A criação do Ministério da Segurança Pública, anunciada oficialmente pelo governo golpista de Michel Temer (MDB) nesta segunda-feira (26), foi criticada por especialistas que acompanham o tema no país.

A professora Cristiane Zackseski, do Núcleo de Estudos sobre Violência e Segurança (Nevis) da Universidade de Brasília (UnB), considera que a iniciativa não traduz exatamente um avanço no combate à criminalidade por parte do Estado.

“Não há necessidade de um ministério nessa área. Nós temos é que colocar em curso uma política verdadeira de segurança pública que tenha por base uma melhor conjugação de forças nessa área”, afirma.

Como exemplos de medidas consideradas mais efetivas para o controle da violência, ela cita, além da promoção de políticas sociais, a desmilitarização da polícia, o investimento em inteligência e a unificação das diferentes polícias, de forma a tornar mais eficiente o trabalho dos agentes.

A nova pasta deve aglutinar os comandos da Polícia Federal, da Polícia Rodoviária Federal (PRF), do Departamento Penitenciário Nacional (Depen) e da Secretaria de Segurança Pública. Os quatro órgãos eram, até então, uma competência do Ministério da Justiça.

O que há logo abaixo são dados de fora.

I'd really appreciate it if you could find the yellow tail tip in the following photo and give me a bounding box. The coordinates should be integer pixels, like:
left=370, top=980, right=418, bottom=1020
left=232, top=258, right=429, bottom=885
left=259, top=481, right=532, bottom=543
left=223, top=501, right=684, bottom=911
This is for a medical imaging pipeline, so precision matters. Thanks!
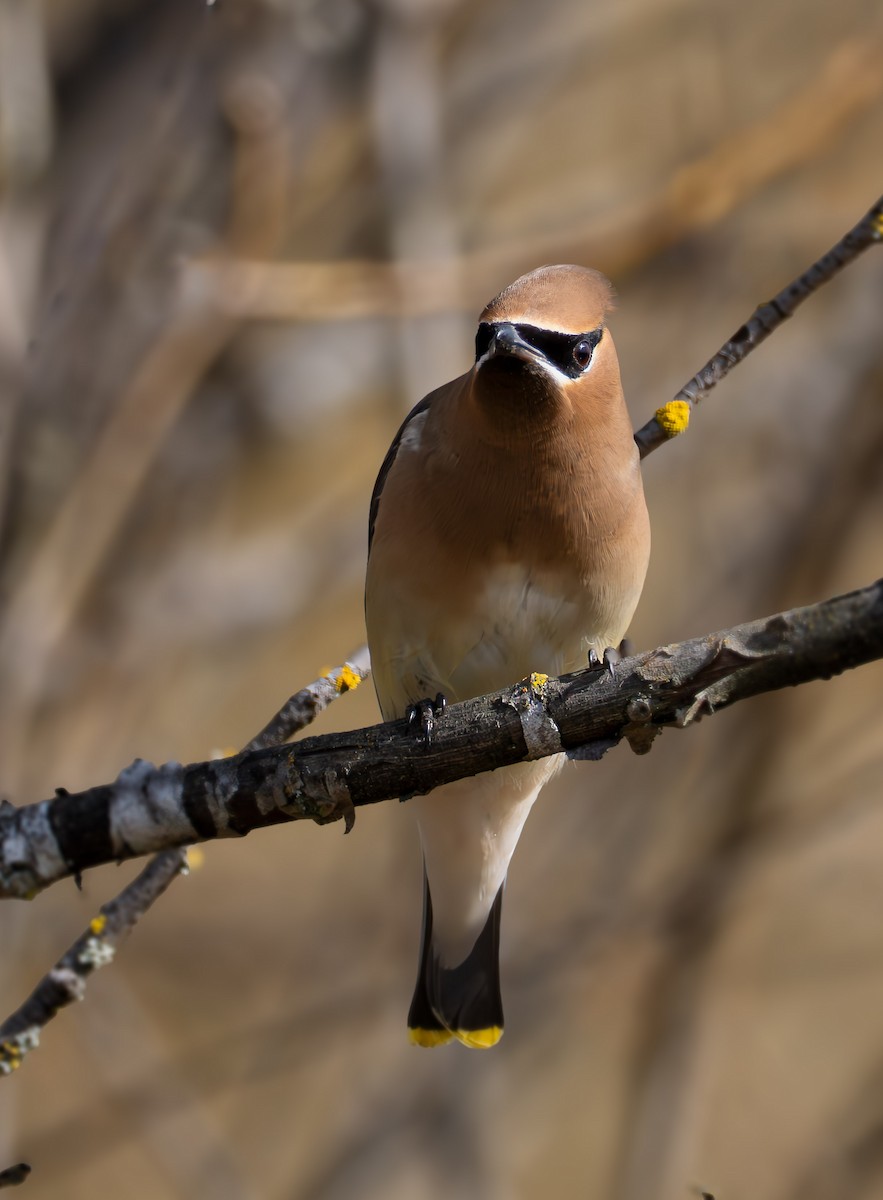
left=408, top=1025, right=503, bottom=1050
left=408, top=1028, right=453, bottom=1048
left=453, top=1025, right=503, bottom=1050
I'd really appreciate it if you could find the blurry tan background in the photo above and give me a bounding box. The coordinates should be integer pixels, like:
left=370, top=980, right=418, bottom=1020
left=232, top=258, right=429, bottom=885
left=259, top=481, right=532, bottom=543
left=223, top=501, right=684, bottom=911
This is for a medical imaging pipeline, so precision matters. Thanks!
left=0, top=0, right=883, bottom=1200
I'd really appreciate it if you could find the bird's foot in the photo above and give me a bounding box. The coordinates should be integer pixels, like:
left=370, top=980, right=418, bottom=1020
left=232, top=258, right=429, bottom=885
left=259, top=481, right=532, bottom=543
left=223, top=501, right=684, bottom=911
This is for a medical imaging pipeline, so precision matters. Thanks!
left=589, top=642, right=625, bottom=679
left=408, top=692, right=447, bottom=746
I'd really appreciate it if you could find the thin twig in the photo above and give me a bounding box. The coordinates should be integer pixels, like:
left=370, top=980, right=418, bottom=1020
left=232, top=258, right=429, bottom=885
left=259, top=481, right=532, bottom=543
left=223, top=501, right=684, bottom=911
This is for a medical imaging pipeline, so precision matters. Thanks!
left=0, top=848, right=187, bottom=1075
left=242, top=646, right=371, bottom=754
left=0, top=580, right=883, bottom=898
left=635, top=196, right=883, bottom=458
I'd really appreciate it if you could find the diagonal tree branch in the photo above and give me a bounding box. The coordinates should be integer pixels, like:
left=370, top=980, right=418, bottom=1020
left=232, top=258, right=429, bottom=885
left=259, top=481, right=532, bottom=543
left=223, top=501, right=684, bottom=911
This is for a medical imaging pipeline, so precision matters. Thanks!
left=0, top=580, right=883, bottom=896
left=0, top=647, right=371, bottom=1080
left=635, top=196, right=883, bottom=458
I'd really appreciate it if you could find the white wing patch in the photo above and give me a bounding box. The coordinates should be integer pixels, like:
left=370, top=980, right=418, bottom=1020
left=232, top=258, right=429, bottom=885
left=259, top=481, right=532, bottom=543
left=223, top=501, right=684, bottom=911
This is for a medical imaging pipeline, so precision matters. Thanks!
left=398, top=409, right=430, bottom=451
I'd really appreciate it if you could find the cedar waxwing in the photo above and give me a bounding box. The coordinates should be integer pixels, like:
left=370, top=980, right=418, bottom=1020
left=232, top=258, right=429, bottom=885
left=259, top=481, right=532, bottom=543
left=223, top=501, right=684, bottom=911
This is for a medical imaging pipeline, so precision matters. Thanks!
left=365, top=266, right=650, bottom=1048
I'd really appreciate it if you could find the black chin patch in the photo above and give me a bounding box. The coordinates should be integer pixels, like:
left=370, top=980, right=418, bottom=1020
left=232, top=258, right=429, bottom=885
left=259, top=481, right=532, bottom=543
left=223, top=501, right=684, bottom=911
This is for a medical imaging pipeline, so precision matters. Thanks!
left=475, top=322, right=603, bottom=379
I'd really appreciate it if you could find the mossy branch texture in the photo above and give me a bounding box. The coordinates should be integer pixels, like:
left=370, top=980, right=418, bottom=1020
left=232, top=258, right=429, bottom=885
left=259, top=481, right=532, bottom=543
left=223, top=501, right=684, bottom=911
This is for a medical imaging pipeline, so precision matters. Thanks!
left=0, top=580, right=883, bottom=898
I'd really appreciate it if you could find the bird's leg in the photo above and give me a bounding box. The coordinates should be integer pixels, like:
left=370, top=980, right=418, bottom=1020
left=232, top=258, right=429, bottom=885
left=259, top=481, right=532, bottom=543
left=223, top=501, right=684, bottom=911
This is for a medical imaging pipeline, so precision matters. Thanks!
left=408, top=692, right=447, bottom=746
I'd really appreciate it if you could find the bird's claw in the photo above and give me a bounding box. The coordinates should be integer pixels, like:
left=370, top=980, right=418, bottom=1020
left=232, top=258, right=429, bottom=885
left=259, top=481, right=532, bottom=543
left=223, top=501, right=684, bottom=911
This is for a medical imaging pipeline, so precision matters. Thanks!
left=408, top=692, right=447, bottom=746
left=589, top=646, right=621, bottom=679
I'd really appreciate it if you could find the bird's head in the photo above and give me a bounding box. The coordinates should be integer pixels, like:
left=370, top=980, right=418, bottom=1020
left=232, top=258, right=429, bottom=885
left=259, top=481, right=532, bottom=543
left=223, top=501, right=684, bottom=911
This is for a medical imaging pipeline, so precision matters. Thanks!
left=473, top=265, right=619, bottom=431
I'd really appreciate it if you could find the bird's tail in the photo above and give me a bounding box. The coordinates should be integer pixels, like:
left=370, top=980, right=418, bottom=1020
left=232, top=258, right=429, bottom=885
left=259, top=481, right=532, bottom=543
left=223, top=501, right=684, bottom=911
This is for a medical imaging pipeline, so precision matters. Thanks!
left=408, top=875, right=503, bottom=1050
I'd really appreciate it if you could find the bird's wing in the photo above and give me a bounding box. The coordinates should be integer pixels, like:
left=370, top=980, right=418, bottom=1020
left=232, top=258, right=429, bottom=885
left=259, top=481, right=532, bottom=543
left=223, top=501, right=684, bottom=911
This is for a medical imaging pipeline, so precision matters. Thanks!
left=368, top=392, right=433, bottom=554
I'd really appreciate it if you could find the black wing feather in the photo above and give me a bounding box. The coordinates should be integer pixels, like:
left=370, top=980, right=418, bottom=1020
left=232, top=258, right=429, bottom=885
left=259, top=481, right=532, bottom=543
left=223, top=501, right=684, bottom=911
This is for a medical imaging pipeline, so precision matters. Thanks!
left=368, top=392, right=432, bottom=554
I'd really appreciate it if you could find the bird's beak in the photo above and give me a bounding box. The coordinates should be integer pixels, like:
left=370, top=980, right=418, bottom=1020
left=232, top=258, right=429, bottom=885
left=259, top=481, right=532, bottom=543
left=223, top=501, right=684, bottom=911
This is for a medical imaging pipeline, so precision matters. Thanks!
left=488, top=322, right=540, bottom=359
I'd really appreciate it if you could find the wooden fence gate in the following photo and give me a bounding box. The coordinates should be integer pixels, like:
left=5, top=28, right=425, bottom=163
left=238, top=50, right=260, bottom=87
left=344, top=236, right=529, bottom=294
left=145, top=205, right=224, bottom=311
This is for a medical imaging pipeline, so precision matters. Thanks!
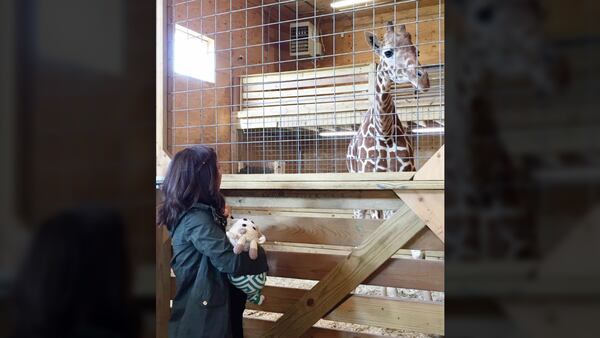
left=156, top=147, right=444, bottom=338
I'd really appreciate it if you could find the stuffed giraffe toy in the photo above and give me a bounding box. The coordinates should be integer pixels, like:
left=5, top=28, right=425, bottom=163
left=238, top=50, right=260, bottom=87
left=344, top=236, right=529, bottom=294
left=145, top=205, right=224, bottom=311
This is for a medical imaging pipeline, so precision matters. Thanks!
left=346, top=21, right=429, bottom=219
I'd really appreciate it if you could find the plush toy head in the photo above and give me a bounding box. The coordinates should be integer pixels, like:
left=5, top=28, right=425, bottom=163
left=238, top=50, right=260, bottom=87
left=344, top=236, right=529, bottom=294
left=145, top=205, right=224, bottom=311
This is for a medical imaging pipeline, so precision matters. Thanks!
left=227, top=218, right=267, bottom=247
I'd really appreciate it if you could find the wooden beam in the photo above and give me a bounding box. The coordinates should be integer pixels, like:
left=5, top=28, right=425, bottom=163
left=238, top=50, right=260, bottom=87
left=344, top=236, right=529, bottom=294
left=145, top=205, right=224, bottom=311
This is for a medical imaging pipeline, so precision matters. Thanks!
left=172, top=250, right=444, bottom=291
left=396, top=146, right=444, bottom=241
left=244, top=318, right=385, bottom=338
left=241, top=64, right=371, bottom=84
left=247, top=286, right=444, bottom=335
left=234, top=215, right=444, bottom=251
left=223, top=190, right=404, bottom=210
left=156, top=0, right=171, bottom=176
left=222, top=171, right=415, bottom=182
left=263, top=206, right=425, bottom=337
left=263, top=240, right=444, bottom=261
left=242, top=73, right=369, bottom=92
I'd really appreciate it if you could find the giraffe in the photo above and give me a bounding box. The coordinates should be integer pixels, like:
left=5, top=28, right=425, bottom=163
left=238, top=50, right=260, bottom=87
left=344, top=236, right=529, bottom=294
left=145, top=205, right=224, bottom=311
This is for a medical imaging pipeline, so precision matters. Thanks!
left=346, top=21, right=429, bottom=219
left=346, top=21, right=431, bottom=300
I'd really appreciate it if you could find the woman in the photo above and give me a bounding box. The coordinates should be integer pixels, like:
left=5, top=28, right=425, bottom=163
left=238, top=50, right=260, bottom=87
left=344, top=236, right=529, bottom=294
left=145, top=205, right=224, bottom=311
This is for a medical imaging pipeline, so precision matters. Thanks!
left=158, top=146, right=267, bottom=338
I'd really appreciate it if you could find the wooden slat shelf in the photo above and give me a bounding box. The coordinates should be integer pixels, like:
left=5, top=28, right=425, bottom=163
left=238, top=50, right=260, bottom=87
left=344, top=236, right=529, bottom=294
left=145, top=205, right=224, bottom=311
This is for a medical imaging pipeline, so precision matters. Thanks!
left=221, top=180, right=444, bottom=190
left=247, top=286, right=444, bottom=334
left=236, top=63, right=444, bottom=130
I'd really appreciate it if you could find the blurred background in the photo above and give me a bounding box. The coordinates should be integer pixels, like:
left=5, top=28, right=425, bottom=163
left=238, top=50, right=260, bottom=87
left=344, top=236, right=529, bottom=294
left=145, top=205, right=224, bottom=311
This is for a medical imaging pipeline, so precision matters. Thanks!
left=0, top=0, right=156, bottom=337
left=446, top=0, right=600, bottom=337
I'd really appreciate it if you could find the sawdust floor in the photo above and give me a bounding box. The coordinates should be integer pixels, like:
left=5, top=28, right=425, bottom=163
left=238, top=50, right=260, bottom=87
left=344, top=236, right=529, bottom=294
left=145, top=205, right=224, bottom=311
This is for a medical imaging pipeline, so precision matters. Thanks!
left=244, top=277, right=444, bottom=338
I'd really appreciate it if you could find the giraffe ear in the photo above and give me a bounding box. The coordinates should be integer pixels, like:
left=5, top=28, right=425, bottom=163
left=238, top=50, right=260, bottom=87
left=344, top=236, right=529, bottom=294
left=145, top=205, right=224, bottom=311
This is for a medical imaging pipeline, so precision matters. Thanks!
left=365, top=32, right=381, bottom=55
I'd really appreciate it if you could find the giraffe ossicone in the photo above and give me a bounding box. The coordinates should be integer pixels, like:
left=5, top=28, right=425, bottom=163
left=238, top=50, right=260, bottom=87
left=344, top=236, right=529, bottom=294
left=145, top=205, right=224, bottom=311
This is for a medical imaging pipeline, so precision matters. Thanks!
left=346, top=21, right=429, bottom=218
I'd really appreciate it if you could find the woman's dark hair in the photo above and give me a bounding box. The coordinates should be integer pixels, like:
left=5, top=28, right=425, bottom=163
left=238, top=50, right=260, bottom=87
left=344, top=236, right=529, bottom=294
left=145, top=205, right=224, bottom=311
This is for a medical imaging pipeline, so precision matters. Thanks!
left=157, top=145, right=226, bottom=230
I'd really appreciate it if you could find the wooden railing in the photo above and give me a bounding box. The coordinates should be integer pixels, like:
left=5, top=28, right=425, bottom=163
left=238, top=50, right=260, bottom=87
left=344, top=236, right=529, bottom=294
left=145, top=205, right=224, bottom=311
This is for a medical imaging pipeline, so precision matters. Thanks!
left=157, top=148, right=444, bottom=337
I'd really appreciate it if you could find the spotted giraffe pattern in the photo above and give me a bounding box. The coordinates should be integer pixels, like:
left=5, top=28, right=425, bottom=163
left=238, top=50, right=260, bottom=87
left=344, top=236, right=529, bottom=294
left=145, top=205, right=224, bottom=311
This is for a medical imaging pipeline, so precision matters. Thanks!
left=346, top=22, right=429, bottom=219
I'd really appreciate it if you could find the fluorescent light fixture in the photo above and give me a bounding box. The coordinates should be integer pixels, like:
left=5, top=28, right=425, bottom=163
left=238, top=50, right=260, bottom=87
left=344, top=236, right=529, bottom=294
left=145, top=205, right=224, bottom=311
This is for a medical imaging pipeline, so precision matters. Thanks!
left=412, top=127, right=444, bottom=134
left=319, top=131, right=356, bottom=137
left=331, top=0, right=373, bottom=8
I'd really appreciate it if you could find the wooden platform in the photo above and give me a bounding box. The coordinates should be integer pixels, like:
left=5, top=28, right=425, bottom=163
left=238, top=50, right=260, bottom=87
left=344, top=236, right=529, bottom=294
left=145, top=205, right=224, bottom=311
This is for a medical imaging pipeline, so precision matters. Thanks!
left=157, top=148, right=445, bottom=337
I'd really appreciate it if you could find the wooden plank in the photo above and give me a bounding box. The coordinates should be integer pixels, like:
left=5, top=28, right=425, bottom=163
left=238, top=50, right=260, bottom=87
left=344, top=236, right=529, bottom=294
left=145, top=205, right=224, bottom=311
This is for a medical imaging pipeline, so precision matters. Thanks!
left=239, top=214, right=444, bottom=250
left=396, top=146, right=444, bottom=241
left=156, top=0, right=171, bottom=176
left=222, top=171, right=415, bottom=182
left=244, top=318, right=384, bottom=338
left=156, top=227, right=175, bottom=338
left=223, top=190, right=404, bottom=210
left=414, top=145, right=445, bottom=180
left=242, top=83, right=368, bottom=100
left=241, top=64, right=371, bottom=84
left=237, top=98, right=443, bottom=120
left=172, top=251, right=444, bottom=291
left=247, top=286, right=444, bottom=335
left=233, top=207, right=354, bottom=219
left=243, top=88, right=442, bottom=108
left=263, top=242, right=444, bottom=261
left=237, top=106, right=445, bottom=129
left=242, top=74, right=368, bottom=92
left=221, top=180, right=444, bottom=191
left=263, top=206, right=431, bottom=337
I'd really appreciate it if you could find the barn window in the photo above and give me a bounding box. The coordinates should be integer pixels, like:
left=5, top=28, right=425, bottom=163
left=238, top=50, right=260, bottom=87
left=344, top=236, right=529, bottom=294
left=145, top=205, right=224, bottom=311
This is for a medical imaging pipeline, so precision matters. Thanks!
left=174, top=25, right=215, bottom=83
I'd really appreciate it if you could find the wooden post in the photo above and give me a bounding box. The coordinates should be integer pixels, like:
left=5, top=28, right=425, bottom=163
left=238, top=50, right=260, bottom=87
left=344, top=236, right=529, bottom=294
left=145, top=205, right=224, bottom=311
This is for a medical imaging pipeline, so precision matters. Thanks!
left=156, top=0, right=171, bottom=176
left=263, top=205, right=425, bottom=337
left=395, top=146, right=444, bottom=242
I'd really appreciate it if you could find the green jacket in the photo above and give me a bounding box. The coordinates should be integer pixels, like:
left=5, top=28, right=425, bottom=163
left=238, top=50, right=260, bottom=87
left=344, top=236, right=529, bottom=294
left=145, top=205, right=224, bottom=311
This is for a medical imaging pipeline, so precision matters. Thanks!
left=169, top=203, right=268, bottom=338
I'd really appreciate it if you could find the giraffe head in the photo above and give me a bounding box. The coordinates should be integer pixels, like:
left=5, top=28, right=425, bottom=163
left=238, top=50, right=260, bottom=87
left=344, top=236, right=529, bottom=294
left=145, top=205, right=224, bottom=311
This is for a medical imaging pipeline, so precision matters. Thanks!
left=365, top=21, right=429, bottom=91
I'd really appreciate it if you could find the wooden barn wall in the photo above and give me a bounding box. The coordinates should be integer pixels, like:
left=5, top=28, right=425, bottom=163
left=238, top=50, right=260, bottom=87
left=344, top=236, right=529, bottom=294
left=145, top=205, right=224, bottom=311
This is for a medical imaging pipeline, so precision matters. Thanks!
left=167, top=0, right=444, bottom=173
left=167, top=0, right=279, bottom=173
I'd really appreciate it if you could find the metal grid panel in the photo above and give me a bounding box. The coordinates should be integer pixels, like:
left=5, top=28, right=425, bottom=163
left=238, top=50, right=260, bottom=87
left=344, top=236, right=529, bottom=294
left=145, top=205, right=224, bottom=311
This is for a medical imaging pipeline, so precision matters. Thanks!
left=168, top=0, right=444, bottom=173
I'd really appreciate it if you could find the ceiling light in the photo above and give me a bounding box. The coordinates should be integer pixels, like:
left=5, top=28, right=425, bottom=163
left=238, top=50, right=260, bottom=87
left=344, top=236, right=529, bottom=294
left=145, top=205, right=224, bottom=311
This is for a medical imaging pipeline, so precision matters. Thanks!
left=331, top=0, right=373, bottom=8
left=412, top=127, right=444, bottom=134
left=319, top=131, right=356, bottom=137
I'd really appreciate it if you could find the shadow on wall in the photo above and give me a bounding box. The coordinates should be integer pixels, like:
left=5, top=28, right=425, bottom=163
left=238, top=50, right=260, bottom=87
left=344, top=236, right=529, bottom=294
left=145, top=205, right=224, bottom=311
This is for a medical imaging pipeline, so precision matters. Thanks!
left=12, top=207, right=140, bottom=338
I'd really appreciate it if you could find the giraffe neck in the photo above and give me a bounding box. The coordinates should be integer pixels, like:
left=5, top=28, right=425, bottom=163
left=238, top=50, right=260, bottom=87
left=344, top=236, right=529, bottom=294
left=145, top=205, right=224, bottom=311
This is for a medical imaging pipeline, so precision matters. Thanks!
left=373, top=64, right=402, bottom=135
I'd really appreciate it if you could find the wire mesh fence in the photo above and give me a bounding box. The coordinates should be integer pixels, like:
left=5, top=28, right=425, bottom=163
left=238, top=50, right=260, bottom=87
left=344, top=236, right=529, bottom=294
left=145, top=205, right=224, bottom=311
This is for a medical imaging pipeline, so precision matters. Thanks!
left=167, top=0, right=444, bottom=173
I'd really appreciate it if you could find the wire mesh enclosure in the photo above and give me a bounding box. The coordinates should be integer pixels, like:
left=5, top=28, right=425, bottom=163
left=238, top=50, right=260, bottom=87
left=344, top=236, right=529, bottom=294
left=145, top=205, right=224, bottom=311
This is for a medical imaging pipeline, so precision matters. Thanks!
left=167, top=0, right=444, bottom=173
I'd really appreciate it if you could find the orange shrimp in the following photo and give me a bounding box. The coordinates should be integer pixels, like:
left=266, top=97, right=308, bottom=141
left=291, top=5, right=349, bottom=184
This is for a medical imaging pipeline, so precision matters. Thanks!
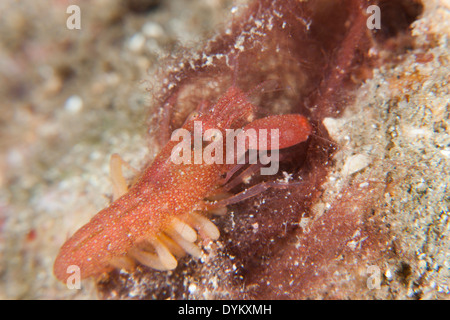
left=54, top=86, right=311, bottom=282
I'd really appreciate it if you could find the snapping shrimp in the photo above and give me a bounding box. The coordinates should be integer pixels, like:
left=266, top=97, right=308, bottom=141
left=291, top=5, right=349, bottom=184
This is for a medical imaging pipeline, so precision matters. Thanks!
left=54, top=86, right=311, bottom=282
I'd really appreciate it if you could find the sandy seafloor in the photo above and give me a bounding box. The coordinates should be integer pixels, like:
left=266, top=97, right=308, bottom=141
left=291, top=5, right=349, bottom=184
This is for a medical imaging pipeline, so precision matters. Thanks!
left=0, top=0, right=450, bottom=299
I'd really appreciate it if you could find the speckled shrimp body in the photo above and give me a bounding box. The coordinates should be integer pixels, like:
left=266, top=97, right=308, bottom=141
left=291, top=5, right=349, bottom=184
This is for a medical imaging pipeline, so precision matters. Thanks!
left=54, top=87, right=311, bottom=282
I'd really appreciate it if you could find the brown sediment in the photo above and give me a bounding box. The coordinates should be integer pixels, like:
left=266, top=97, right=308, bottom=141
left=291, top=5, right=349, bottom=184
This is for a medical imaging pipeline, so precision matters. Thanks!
left=99, top=0, right=422, bottom=299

A novidade se dá em meio ao contexto de intervenção militar no Rio de Janeiro, iniciada na semana passada. O envio das tropas federais é defendido pelo governo como ação emergencial para frear a violência no estado. Somadas, a intervenção e a inauguração do Ministério são apontadas por opositores e especialistas como medida de caráter midiático.

Com forte apelo popular, as duas seriam, juntas, parte do plano de marketing de Temer, que tenta aumentar a popularidade para pleitear junto ao partido uma candidatura à Presidência da República.

Diante desse contexto, a novidade também encontra resistência entre quem atua na ponta do problema da violência. O tenente da Polícia Militar do Ceará Anderson Duarte, porta-voz da entidade Alip Brasil (Agentes da Lei contra a Proibição de Drogas), classificou a criação do Ministério como uma “medida populista”.

“Quando tomamos conhecimento, sequer veio a esperança de mudanças. Apenas um grande ceticismo. Do ponto de vista da redução da violência, é uma medida inócua”, disse.

A ONG Instituto Sou da Paz, que nos últimos anos defendeu a criação do ministério como ponto de uma agenda prioritária para a segurança, também acredita que, neste momento, a medida não deve surtir o efeito prometido, como afirma o diretor-executivo da entidade, Ivan Marques.

Ele aponta como problemas a falta de orçamento e a incapacidade de garantir as políticas necessárias à área, como a criação de uma escola nacional de formação para polícias e a padronização das estatísticas de segurança pública. Essa última é considerada essencial para a elaboração de estudos e diagnósticos mais precisos sobre a problemática da violência.

“Me parece que um ministério criado neste momento tende a esvaziar os trabalhos do Ministério da Justiça e começar uma estrutura sem muita musculatura”, avalia.

Realocação

Para o ex-ministro da Justiça Eugênio Aragão, a realocação de alguns dos órgãos que ficarão a cargo do novo ministério pode prejudicar as responsabilidades originais dessas subpastas do ponto de vista técnico.

Ele menciona, por exemplo, que o trato com o Judiciário, tradicionalmente a cargo do Ministério da Justiça, não pode ser divorciado da política penitenciária. Por conta disso, na maioria dos estados da Federação, essa competência é atribuída às Secretarias de Justiça, e não às de Segurança Pública.

“Alguns temas têm que ser tratados de forma inter-relacionada pra que realmente possam prosperar. A localização do tema penitenciário na Secretaria de Segurança Pública ou no Ministério da Segurança é uma excrescência, um completo desvirtuamento desse tema”, critica.

Ministro

A nova pasta terá à frente o atual titular do Ministério da Defesa, Raul Jungmann. O general Joaquim Silva e Luna, atual secretário-executivo da Defesa, deverá assumir interinamente no lugar dele.

Filiado ao PPS, Jungmann foi um dos articuladores políticos do golpe que depôs a presidenta Dilma Rousseff (PT), em 2016, quando era deputado deputado federal e vice-líder da minoria na Câmara dos Deputados, então oposição ao governo petista.

Entre outras coisas, o novo ministro atuou também como um dos articuladores da suspensão da posse do ex-presidente Lula (PT) como ministro da Casa Civil, em 2016, quando Dilma quis nomeá-lo para o cargo.